A l’initiative du Gabb Anjou, un collectif de 13 organisations syndicales et associatives s’oppose à Anjou Numérique sur la responsabilité de la taille et de l’entretien des haies. Une conférence de presse s’est déroulée à cet effet vendredi 5 mars, à Chaudefonds-sur-Layon.

De gauche à droite, Ludovic Roncin (président de JA 49), qui représentait également la FDSEA ; Alain Guiffès (Confédération paysanne) ; Caroline Basile, Sylvie Fradin-Rabouin, Benoît Huntzinger, Philippe Boullais (Gabb) ; Liliane Piot (Terre de liens), Michel Boutin et Simon Martin (Coordination rurale).
© AA

Un déploiement opéré « sans concertation ». C’est ce que déplorent les 13 organisations de Maine-et-Loire, de toutes tendances, qui ont rédigé un communiqué commun défendant à la fois « la fibre et les haies ». Alors que la fibre optique se déploie dans les campagnes d’Anjou, principalement en aérien, les agriculteurs ont reçu des courriers de la part des mairies, leur demandant de procéder à l’élagage des plantations situées aux abords des réseaux, et ce y compris lorsque le réseau est situé sur le domaine public.
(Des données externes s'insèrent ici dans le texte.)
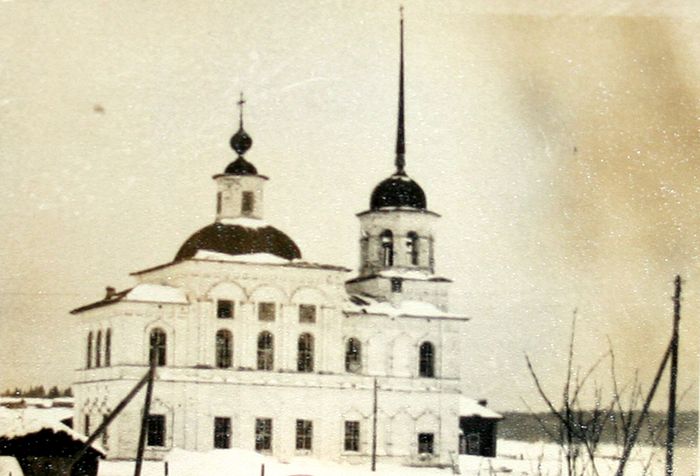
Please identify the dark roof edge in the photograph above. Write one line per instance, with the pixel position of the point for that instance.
(359, 279)
(264, 177)
(303, 265)
(105, 302)
(398, 209)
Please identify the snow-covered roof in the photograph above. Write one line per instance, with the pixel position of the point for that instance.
(362, 304)
(245, 258)
(245, 222)
(412, 274)
(22, 422)
(144, 292)
(258, 258)
(469, 407)
(156, 293)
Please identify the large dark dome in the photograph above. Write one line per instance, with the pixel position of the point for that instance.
(240, 166)
(239, 240)
(398, 191)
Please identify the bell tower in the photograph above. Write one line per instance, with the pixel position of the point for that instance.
(396, 233)
(240, 188)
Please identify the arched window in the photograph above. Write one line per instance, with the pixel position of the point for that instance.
(266, 351)
(108, 348)
(224, 346)
(305, 353)
(89, 349)
(364, 248)
(412, 247)
(353, 356)
(427, 360)
(158, 347)
(98, 349)
(387, 238)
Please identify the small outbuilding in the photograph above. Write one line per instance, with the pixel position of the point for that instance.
(477, 428)
(44, 447)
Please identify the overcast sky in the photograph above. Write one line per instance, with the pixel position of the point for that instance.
(558, 142)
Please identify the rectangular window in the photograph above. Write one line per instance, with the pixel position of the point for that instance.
(425, 443)
(247, 203)
(307, 313)
(222, 432)
(352, 436)
(305, 432)
(105, 437)
(155, 430)
(263, 434)
(266, 311)
(224, 309)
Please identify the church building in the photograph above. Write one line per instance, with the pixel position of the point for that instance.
(258, 349)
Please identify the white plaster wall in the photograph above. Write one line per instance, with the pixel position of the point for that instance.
(190, 392)
(231, 188)
(400, 223)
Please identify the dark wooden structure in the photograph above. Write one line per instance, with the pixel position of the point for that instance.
(478, 429)
(50, 453)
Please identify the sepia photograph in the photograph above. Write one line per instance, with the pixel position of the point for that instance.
(331, 237)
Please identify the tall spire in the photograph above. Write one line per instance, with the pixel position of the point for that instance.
(241, 141)
(400, 140)
(241, 102)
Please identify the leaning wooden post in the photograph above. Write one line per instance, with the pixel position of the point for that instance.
(671, 434)
(144, 416)
(374, 427)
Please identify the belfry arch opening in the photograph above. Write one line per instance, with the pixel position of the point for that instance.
(387, 239)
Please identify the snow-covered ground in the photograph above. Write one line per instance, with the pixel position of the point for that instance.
(514, 458)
Depuis une trentaine d’années, l’usage a fait que ni Orange ni les collectivités n’ont remis en cause le non entretien des haies, et aujourd’hui, « on voudrait faire porter aux seuls agriculteurs et riverains la responsabilité d’une remise en conformité d’un réseau jusque-là délaissé », dénonce Ludovic Roncin  (représentant  Jeunes agriculteurs 49 et  la FDSEA).


Des coûts d’entretien très conséquents
Pour certains agriculteurs,  notamment ceux qui favorisent les haies sur leurs fermes, la facture s’annonce salée. Benoît Huntzinger (Gabb Anjou), éleveur de bovins allaitants à Chemillé-en-Anjou, a fait ses calculs : « à raison de 2 euros d’entretien par mètre linéaire, cela me fait  2 000 euros pour  mon kilomètre de haies. C’est 10 % de mon résultat annuel ! ».   L’entretien doit être refait tous les deux ans minimum.
Les agriculteurs pointent du doigt les frais et la lourde responsabilité qui leur incomberait en cas de rupture de la ligne, sans compter les problèmes de sécurité. « Si une branche casse la fibre optique, il faudra remplacer tout le linéaire de fibre et cela sera à ma charge, même si j’ai entretenu la haie ! », souligne Benoît Huntzinger.  Et le collectif de préciser que les assurances agricoles ne prendront pas en charge le coût des réparations.

« A raison de 2 euros d’entretien par mètre linéaire, cela me fait  2 000 euros pour  mon kilomètre de haies. C’est 10 % de mon résultat annuel ! ». 

Des fibres déjà installées dans les haies
Dans certaines communes, la fibre a déjà été installée, dans les arbres, avant même que l’élagage soit réalisé. Dans ce cas, le collectif demande qu’Anjou Fibre « assume sa responsabilité en prenant en charge la mise en conformité de ces haies ».
Les agriculteurs s’interrogent aussi sur le manque d’informations et de transparence sur la possibilité d’enterrer des lignes.  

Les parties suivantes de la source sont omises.